Thanks Rebardan for driving me up and the work (and more coming) on the rack. Thanks to Linda Dunn for taking most of these pics.

Ironically, all the work I have put into the project contributed to my not capitalizing on two thermals and getting up and out. I had only had 3 flights and AJX in the previous six months, despite twenty or so trips to the hill. It is just too hard to fly and get significant work done. So, I flew conservatively, not turning into a thermal because I was too close to the terrain for comfort (though I probably could have pulled it off with plenty of room to spare). I settled for a solid launch, led out by Shiloh, a three minute flight, and a perfect landing.

All photos by Linda Dunn, except the one with her in it. Thanks Linda!

Shiloh shows me how to launch

We are getting there, but I have a lot of work to do before our BBQ honoring Big O for his Presidential Citation on June 5th. Among other things, we have to:
- finish the ticket box and signs
- clear a lot of brush on Via Testes
- Cut the Zeller Cliff Launch and KK's Half a K (500) Launch
- Get the rack for the Ranger fabricated
- Program the online reservation system
- Find an Internet voice mail to email system
- Recruit volunteers to help run it

Crap, that's a buncha stuff.
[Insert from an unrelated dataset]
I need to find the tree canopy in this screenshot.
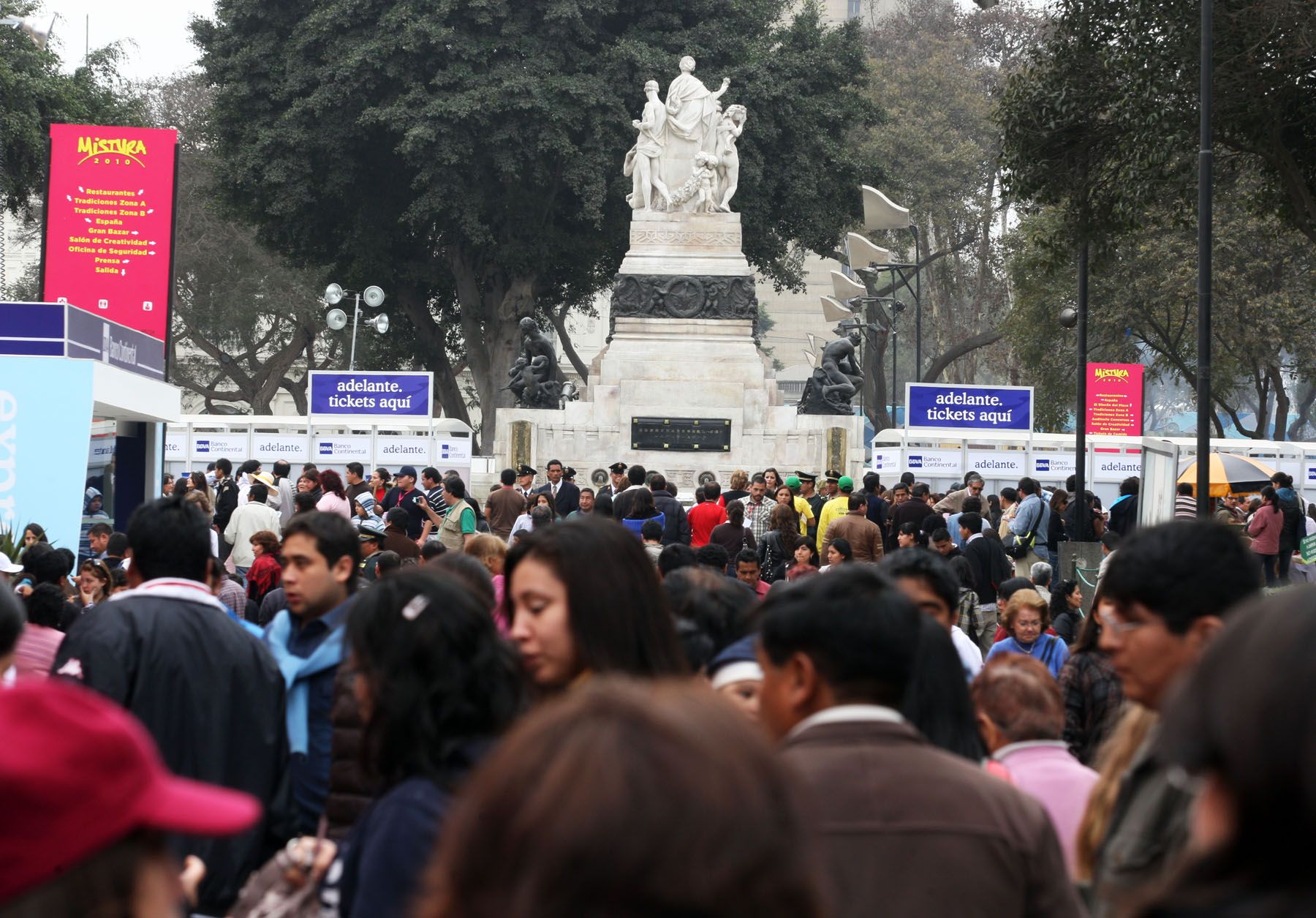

I better look at some pics to motivate myself (click to pop bigger pics).

Loading up the test wing (mine)

While Marlin test flies, Jim, Jim and James work on the sprinkler system.

Gene gave us a great, wide road to work with

Stop, lop, ready to roll!

Wot, no hook in sign?

A motley crew

Damn, it feels good to be a gangsta...

Il Padrino i Il Consigliere

Hilarious launch, Jeff plowed through the brush, hootin' and hollerin'

Jeff emerges from the brush to a beautiful sunset.

Kevin does a nice forward inflation in a crosswind

And off Kevin goes

A montage of my first launch from the F'O' Hundred.

Sunday, May 2, 2010

A Pleasant Day at Torrey Pines

I haven't had much to yap about this winter, as I've only been working on the Big O Loop, with a smattering of unremarkable flights.

Friday, however, I did have a pleasant bit of flying at Torrey Pines. I took two flights with Joe Spinney borrowing my wing in between (Joe is pictured here)

Joe Spinney on my U2

Only a couple of things worth mentioning:
- Finally got another of Rebar Dan's Hook In signs delivered to Torrey. Let's see if those pissants who chucked the last one over the cliff leave this one alone.
- Got most of a right turn out of my wing, but it needs some TLC, there's still a bit of one there.
- Being 160 pounds on a U2 160 with full VG on a medium-light day at Torrey puts you above most other wings.
- It was fun to just chill up and down the range, buzzing people on the cliffs, getting a better view of the mansions and pier and golfers, and just, generally, relaxing. I'm not used to being so relaxed in the air for such a long period of time. It's always cathartic, but usually busier. The relaxing flights are usually sledders, by definition short.

Peace in our time? If any PG pilots mess with this one, maybe we can just bitch slap 'em.